# Refrigerating salmon oil



## DnP (Jul 10, 2008)

I know I read in a thread a long while back about refrigerating or not refrigerating liquid fish/salmon oil.

I had been using Grizzly Salmon oil but recently switched to Only Natural Salmon Oil. The Only Natural states to refrigerate the oil after opening. (of course I didn't read this until I had been using the oil for a good two weeks) I have not noticed the smell of the oil indicating that the oil is rancid (oh, how I know THAT smell).

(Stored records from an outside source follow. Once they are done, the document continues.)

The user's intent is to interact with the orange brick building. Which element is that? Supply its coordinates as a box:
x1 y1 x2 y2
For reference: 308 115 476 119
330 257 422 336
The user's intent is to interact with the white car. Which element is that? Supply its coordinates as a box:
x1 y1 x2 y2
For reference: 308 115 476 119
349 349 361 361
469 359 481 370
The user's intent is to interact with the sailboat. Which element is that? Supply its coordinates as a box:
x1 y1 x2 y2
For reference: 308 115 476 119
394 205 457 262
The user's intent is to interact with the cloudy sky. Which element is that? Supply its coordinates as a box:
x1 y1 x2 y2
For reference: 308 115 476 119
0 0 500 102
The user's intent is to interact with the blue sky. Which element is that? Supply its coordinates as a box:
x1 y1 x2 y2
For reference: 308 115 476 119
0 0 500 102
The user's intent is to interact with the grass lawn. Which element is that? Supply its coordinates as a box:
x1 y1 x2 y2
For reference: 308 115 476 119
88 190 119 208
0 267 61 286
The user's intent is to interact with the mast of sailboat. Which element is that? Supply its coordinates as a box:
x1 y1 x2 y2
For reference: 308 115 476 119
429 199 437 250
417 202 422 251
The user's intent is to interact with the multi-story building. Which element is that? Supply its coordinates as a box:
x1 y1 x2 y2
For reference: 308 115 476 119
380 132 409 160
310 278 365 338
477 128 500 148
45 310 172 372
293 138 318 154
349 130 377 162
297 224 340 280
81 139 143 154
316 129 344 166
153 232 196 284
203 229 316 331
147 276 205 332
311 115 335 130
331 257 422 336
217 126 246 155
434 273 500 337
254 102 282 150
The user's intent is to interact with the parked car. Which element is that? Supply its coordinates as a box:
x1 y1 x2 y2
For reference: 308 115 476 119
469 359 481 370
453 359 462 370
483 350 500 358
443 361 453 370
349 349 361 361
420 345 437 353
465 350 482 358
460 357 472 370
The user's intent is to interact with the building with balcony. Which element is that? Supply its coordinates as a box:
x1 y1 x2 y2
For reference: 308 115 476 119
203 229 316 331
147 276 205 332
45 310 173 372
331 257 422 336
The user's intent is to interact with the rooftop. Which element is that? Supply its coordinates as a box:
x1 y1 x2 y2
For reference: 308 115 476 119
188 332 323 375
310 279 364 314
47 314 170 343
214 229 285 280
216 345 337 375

I was just wondering if those of you who use fish/salmon oil refrigerate it? I can understand that if it's 99 degrees in my house I might want to refrigerate the oil, but it's a nice cool 60 degrees right now.


----------



## aubie (Dec 22, 2008)

I keep mine in the fridge just to make sure it stays fresh.


----------



## 3K9Mom (Jun 12, 2006)

Refrigerate. 

All oils (including vitamin E capsules if you use those) stay much fresher much longer if you store them in a cool dark place. Unless you have a wine cellar or other dark cool (consistently cool) place in your home, the refrigerator is your best bet.


----------



## DnP (Jul 10, 2008)

I never thought to refrigerate my Vit. E capsules. I store them in a kitchen cabinet...out of the sun but not consistently cool.


----------



## Stephanie17s (Jun 16, 2009)

I made the mistake of not refrigerating it and had to throw out a big bottle just a week after buying it...Ok, not gonna mention how I *accidentally* was keeping it on top of the microwave so every time I used it the oils were cooking a bit until they were putrid after a week


----------



## natalie559 (Feb 4, 2005)

In the fridge. I put all the 'oil' type supplements in the fridge- fish oil, coq10, vit e, CLO. . .


----------